OpenReplay significantly outpaces Trench in community adoption with 11,980 stars compared to 1,623 stars on GitHub. This 7.4x difference suggests OpenReplay has a much larger and more active community. In terms of developer contributions, OpenReplay has 728 forks, indicating moderate developer engagement.
Both projects show recent activity, with OpenReplay last updated 14 hours ago and Trench 18 days ago.
Both tools share common technology foundations, being built with JavaScript, CSS, Bash, Typescript. However, they differ in their additional technology choices: OpenReplay uses JSX, Python, Golang, C, Objective-C, Ruby, Swift, Kotlin, MATLAB while Trench leverages NestJS.
OpenReplay has been in development longer, starting 5 years ago, compared to Trench which began 2 years ago. This 3.5-year head start suggests OpenReplay may have more mature features and established processes.

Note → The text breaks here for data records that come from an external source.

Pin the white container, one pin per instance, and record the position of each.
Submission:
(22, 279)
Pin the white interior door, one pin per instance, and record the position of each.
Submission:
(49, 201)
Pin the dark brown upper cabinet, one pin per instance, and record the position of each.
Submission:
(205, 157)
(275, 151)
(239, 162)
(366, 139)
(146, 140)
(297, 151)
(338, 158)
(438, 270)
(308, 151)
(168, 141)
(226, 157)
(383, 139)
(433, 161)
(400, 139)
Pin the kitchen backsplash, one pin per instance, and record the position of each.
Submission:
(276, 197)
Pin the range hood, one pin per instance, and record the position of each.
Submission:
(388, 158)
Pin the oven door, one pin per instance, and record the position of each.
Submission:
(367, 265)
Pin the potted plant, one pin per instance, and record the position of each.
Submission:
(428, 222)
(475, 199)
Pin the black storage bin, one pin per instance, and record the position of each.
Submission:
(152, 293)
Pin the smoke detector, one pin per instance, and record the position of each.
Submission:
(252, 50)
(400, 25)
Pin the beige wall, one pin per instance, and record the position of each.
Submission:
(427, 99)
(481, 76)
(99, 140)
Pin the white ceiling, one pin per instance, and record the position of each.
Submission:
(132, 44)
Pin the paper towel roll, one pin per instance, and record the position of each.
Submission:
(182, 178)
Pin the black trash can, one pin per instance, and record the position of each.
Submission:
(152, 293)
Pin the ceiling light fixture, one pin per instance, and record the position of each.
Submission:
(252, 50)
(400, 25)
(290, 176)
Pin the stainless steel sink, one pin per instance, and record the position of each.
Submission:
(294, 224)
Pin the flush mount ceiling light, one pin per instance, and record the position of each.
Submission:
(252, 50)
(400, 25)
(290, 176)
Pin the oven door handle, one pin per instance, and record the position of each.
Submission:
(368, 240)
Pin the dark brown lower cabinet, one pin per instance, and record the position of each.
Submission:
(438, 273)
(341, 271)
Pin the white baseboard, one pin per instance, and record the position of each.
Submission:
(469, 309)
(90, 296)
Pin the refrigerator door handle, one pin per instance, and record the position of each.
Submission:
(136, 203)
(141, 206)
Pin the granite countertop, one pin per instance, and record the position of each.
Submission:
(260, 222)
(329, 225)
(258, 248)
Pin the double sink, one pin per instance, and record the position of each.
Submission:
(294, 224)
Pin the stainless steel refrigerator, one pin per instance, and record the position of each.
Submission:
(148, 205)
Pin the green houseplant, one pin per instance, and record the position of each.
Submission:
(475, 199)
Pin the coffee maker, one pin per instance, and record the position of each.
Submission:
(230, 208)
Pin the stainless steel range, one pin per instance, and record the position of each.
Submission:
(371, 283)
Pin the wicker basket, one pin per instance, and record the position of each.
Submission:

Trench is licensed under MIT, while OpenReplay's license terms are not publicly specified.
Both tools serve similar use cases in Product Analytics. However, they also have distinct specializations: OpenReplay also focuses on Performance Monitoring (APM) while Trench extends into Event Streaming Platforms, Stream Processing.
Both OpenReplay and Trench offer self-hosting capabilities, giving you full control over your data and infrastructure.